I am able to see both Metrics and D1 in the cluster view as a cluster segment

http://127.0.0.1:8081/old-console/cluster.html

but it doesnt show up in

http://127.0.0.1:8081/#/

Could some one please share the differences in declaring the data sources while

  1. Adding it in tranquility server config

  2. Adding it in the config for the druid beam tranquilizer

Also even though I have added dimensions in the dimension spec, its not listing down the dimensions in

http://127.0.0.1:8081/old-console/cluster.html (segment dimensions)

Please let me know if I have to share more screenshots / configs etc

PS: I am aware im pasting links from my localhost, I just wanted to share the links for people to get an idea where I am looking at

Correction:

  1. When I restart druid services, previously ingested data is lost, whereas metrics data stays. What am I doing wrong

Abhilash,
I feel you have restarted the middle manager before the realtime tasks can finish hence leading to loss of data.

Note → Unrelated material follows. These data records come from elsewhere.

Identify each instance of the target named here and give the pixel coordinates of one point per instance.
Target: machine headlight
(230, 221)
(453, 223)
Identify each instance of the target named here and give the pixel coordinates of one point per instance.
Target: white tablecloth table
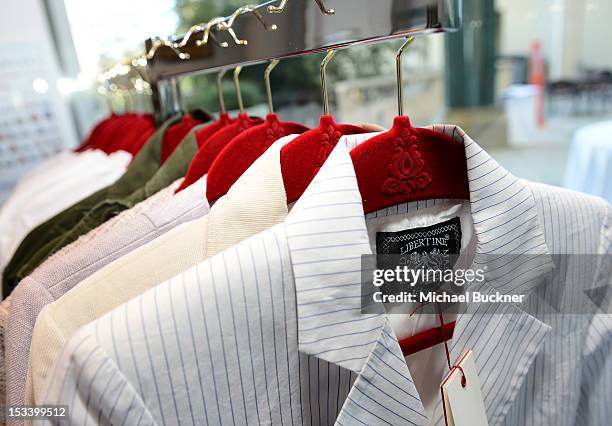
(589, 166)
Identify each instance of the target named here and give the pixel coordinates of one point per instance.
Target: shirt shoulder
(573, 222)
(93, 385)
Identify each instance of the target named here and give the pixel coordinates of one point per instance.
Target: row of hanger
(397, 166)
(400, 165)
(225, 24)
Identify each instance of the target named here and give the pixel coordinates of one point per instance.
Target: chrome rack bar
(301, 29)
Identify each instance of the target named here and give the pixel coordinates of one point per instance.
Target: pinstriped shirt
(271, 330)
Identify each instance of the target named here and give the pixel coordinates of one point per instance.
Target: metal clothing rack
(301, 28)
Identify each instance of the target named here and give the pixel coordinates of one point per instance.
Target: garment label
(462, 397)
(432, 249)
(443, 238)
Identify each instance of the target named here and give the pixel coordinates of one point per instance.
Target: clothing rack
(301, 28)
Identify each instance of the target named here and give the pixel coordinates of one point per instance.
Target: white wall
(597, 39)
(573, 33)
(35, 119)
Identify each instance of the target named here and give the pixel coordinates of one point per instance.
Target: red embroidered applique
(273, 133)
(329, 139)
(406, 171)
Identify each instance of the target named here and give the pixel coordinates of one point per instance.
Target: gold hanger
(281, 7)
(157, 43)
(206, 30)
(328, 57)
(226, 24)
(269, 69)
(398, 68)
(220, 90)
(237, 71)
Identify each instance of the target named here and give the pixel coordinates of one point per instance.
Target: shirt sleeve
(89, 383)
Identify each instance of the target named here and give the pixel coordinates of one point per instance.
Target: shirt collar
(327, 236)
(255, 202)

Druid has two types of data nodes

  1. Realtime nodes/middle managers

  2. Historical nodes

As the name implies Realtime node are responsible for data belong to current time and historical nodes are responsible for older data.

Realtime nodes hold the data in memory and if they are killed before they can finish there is a possibility of data loss whereas historical nodes persist data on deep storage as well as local disk hence data is persisted across service restarts.

Realtime node run for the duration of (segment granularity+window period) and after that duration they handover the data to historical nodes.

So please verify if your realtime tasks are successful before restarting the service.

Druid doesn’t maintain any additional metadata about the datasource it is serving,it is derived from the data that is ingested and in case all the data is lost for a particular data source then the data source would also disappear from druid’s console.

Thanks

Rohit

Thanks a lot Rohit for the explanation.
I had used one DAY segmentGranularity
I’ll try and use something lesser and see if its handed over to the historical nodes and get back.

I would have expected the real time nodes to maybe flush to disk before shutting down. Not sure if it makes sense.

Also, while I was able to query for D1 via http, it was not showing up as a datasource in Airbnbs Superset.

I will post the same on superset forum once the base is ready.